Issuer Free Writing Prospectus

Filed Pursuant to Rule 433

Registration Statement No. 333-231121

 

LOGO

$1,250,000,000

5.375% Fixed-Rate Reset Cumulative Perpetual Preferred Stock, Series A

 

SUMMARY OF TERMS
Security:   

5.375% Fixed-Rate Reset Cumulative Perpetual Preferred Stock, Series A (the “Series A Preferred Stock”)

Issuer:   

Edison International (“EIX”)

Size:   

1,250,000 shares of Series A Preferred Stock

Aggregate Liquidation Preference:   

$1,250,000,000

Anticipated Ratings*:   

Ba2 / BB+ / BB (Moody’s / S&P / Fitch)

Trade Date:   

March 2, 2021

Settlement Date**:   

March 9, 2021 (T+5)

Maturity:   

Perpetual (unless redeemed by EIX as described below under “Optional Redemption”)

Public Offering Price:   

$1,000 per share

Liquidation Preference:   

$1,000 per share

Dividend Rate (Cumulative):   

From and including the Settlement Date to, but excluding, March 15, 2026 (the “First Reset Date”), 5.375% per annum. For each Reset Period (as defined in the preliminary prospectus supplement dated March 2, 2021 relating to the Series A Preferred Stock (the “Preliminary Prospectus”)) on and after the First Reset Date, a per annum rate equal to the Five-year U.S. Treasury Rate (as defined in the Preliminary Prospectus) as of the most recent Reset Dividend Determination Date (as defined in the Preliminary Prospectus), plus a spread of 4.698%.

Dividend Payment Dates:   

March 15 and September 15 of each year, commencing on September 15, 2021.

Optional Redemption:   

EIX may, at its option, redeem the Series A Preferred Stock:

 

•  in whole or in part, from time to time, on any day during any Par Call Period at a redemption price in cash equal to $1,000 per share; or

 

•  in whole but not in part, at any time within 120 days after the conclusion of any review or appeal process instituted by EIX following the occurrence of a Ratings Event (as defined in the Preliminary Prospectus), or, if no review or appeal process is available or sought with respect to such Ratings Event, at any time within 120 days after the occurrence of such Ratings Event, at a redemption price in cash equal to $1,020 per share,

 

plus, in each case, but subject to certain exceptions, all accumulated and unpaid dividends (whether or not declared) to, but excluding, such redemption date.

Par Call Period:   

With respect to the First Reset Date, the period from and including March 9, 2026 through and including the First Reset Date.

 

With respect to any Reset Date after the First Reset Date, the period from and including the December 15 immediately preceding such Reset Date through and including such Reset Date.

Reset Date:   

The First Reset Date and March 15 of every fifth year after 2026.

Listing:   

None.

CUSIP/ISIN:   

281020AS6/ US281020AS67


Joint Book-Running Managers:   

Wells Fargo Securities, LLC (“Wells Fargo Securities”)
BofA Securities, Inc. (“BofA”)

J.P. Morgan Securities LLC (“J.P. Morgan”)

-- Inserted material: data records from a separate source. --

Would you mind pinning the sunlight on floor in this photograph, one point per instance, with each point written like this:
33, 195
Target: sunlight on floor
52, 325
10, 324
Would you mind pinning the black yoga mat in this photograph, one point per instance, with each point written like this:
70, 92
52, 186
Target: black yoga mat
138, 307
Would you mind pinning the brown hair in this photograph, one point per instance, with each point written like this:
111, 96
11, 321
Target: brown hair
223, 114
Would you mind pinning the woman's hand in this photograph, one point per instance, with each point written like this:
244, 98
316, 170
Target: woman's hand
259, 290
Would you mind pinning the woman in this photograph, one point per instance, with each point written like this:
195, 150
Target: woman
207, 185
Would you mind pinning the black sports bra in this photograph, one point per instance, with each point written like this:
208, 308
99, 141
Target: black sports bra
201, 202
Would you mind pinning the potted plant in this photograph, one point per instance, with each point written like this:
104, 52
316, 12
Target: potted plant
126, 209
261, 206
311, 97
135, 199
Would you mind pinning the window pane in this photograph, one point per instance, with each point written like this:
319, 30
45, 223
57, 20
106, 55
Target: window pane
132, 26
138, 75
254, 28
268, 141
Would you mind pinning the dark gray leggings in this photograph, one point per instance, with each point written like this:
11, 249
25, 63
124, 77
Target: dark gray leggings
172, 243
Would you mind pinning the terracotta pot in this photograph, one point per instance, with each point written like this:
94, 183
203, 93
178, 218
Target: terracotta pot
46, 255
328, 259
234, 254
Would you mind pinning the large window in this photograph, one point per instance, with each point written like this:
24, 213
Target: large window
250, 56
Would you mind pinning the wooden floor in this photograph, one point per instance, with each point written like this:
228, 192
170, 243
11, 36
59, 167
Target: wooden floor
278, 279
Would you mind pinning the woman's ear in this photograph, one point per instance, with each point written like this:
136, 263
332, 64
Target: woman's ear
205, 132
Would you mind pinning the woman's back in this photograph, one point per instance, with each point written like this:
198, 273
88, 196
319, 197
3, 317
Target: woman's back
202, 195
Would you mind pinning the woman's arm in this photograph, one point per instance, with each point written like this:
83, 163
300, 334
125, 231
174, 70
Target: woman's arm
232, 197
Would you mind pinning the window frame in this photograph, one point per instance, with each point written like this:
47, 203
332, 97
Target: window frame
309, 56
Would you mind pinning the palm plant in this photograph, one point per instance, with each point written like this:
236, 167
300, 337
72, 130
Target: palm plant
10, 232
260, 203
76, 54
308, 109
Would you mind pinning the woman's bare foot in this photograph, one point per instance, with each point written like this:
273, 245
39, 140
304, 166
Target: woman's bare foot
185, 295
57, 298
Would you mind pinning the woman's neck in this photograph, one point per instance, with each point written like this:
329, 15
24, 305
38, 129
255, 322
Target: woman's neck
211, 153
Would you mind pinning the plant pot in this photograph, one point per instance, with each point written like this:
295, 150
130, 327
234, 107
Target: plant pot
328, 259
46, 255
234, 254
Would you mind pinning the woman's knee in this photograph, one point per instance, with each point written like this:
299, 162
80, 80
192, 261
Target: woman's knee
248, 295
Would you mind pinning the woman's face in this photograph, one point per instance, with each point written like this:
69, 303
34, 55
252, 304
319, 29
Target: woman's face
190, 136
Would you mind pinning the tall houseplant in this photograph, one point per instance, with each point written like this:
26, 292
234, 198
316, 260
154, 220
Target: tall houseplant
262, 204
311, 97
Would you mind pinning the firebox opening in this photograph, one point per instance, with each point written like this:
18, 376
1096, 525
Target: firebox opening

RBC Capital Markets, LLC (“RBC”)

Barclays Capital Inc.

Citigroup Global Markets Inc.

Credit Suisse Securities (USA) LLC

Morgan Stanley & Co. LLC

Co-Managers:   

AmeriVet Securities, Inc.

Blaylock Van, LLC

MFR Securities, Inc.

Penserra Securities LLC

Siebert Williams Shank & Co., LLC

 

*

Note: A securities rating is not a recommendation to buy, sell or hold securities and may be subject to revision or withdrawal at any time.

**

Under Rule 15c6-1 of the Securities Exchange Act of 1934, as amended, trades in the secondary market generally are required to settle in two business days, unless the parties to any such trade expressly agree otherwise. Accordingly, purchasers who wish to trade the Series A Preferred Stock on the Trade Date and the next two business days will be required, by virtue of the fact that the Series A Preferred Stock initially will not settle in T+2, to specify an alternative settlement cycle at the time of any such trade to prevent a failed settlement and should consult their own advisor.

The issuer has filed a registration statement (including a prospectus) with the SEC for the offering to which this communication relates. Before you invest, you should read the prospectus in that registration statement and other documents the issuer has filed with the SEC for more complete information about the issuer and this offering. You may get these documents for free by visiting EDGAR on the SEC web site at www.sec.gov. Alternatively, the issuer, any underwriter or any dealer participating in the offering will arrange to send you the prospectus if you request it by calling Wells Fargo Securities at 1-800-645-3751, BofA at 1-800-294-1322, J.P. Morgan at 1-212-834-4533 or RBC at 1-866-375-6829.